Their focus should be on eliminating or reducing the biggest source of favoritism toward the rich in the current code: the preferable treatment of capital gains and dividends. These forms of income are accrued overwhelmingly by the highest-earning households and reward activity that is, in principle, no worthier morally, or useful economically, than laboring for a wage or salary. Yet the top marginal rate for ordinary income is now 37 percent, while it is only 23.8 percent for capital gains and dividends.

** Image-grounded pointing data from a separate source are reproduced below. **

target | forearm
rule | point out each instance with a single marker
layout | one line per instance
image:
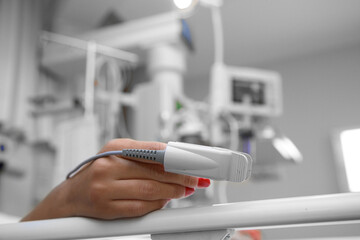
(55, 205)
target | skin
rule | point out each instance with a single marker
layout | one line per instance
(114, 187)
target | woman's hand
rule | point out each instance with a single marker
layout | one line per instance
(114, 187)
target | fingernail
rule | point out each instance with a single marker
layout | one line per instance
(189, 191)
(203, 182)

Favorable treatment of this type of income — which the 2017 tax bill perpetuated but did not create — is a major reason for the anomaly, famously noted by billionaire Warren Buffett , that some billionaires pay lower tax rates than their secretaries. It’s probably also why newcomer Rep. Alexandria Ocasio-Cortez (D-N.Y.) struck a nerve with her off-the-cuff proposal to tax all income over $10 million at 70 percent — which, given how much of the wealthy’s income comes in non-wage forms, could be a big deal if it applied to capital gains and dividends, but perhaps not so earthshaking if it did not.
Heavily favoring ownership of capital enables the accumulation of great fortunes and, accordingly, greater inequality of wealth, which is probably even more damaging to the social fabric than inequality of year-to-year wages, salaries and bonuses. We’re not against family wealth, per se — it has founded many a museum and university. But it’s possible to have too much of a good thing, and current tax law may be doing just that. Certainly, the 2017 bill’s near-elimination of the estate tax, which affected precious few households in the first place, should be a high priority for reversal by the Democrat-controlled House.

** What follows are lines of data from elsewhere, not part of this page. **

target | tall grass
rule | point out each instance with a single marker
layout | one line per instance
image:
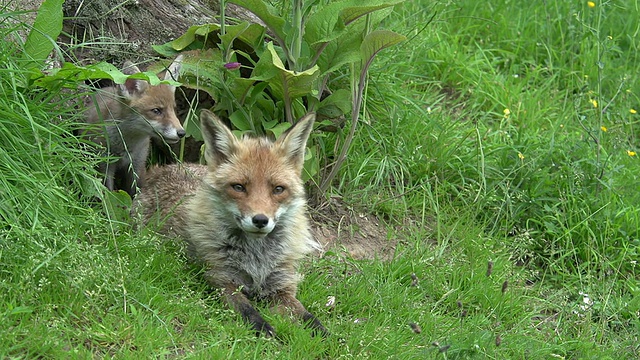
(517, 230)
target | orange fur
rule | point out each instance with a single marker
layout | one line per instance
(132, 113)
(243, 215)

Two additional changes would also dramatically improve tax fairness while raising significant sums for the Treasury. Under current law, profits on sales of inherited assets are taxed based on the price when inherited, not when first acquired by the decedent; ending this “stepped-up basis” giveaway for wealthy heirs would raise $105 billion over the next decade, according to the Congressional Budget Office. Eliminating a mere two percentage points of the differential between the tax rates on capital gains and ordinary income, and adjusting tax brackets, could raise another $81.4 billion over 10 years, CBO says. Meanwhile, increasing the Internal Revenue Service’s enforcement budget by $500 million from its fiscal 2018 level of $11.4 billion would net the government $35.3 billion over 10 years. Most of that would probably come from wealthy taxpayers who can afford to game the system.
There! We just made the United States more egalitarian and cut future deficits by $220 billion (or paid for that much-needed spending). And we did it without breaking a sweat or reducing anyone’s incentive to make productive investment.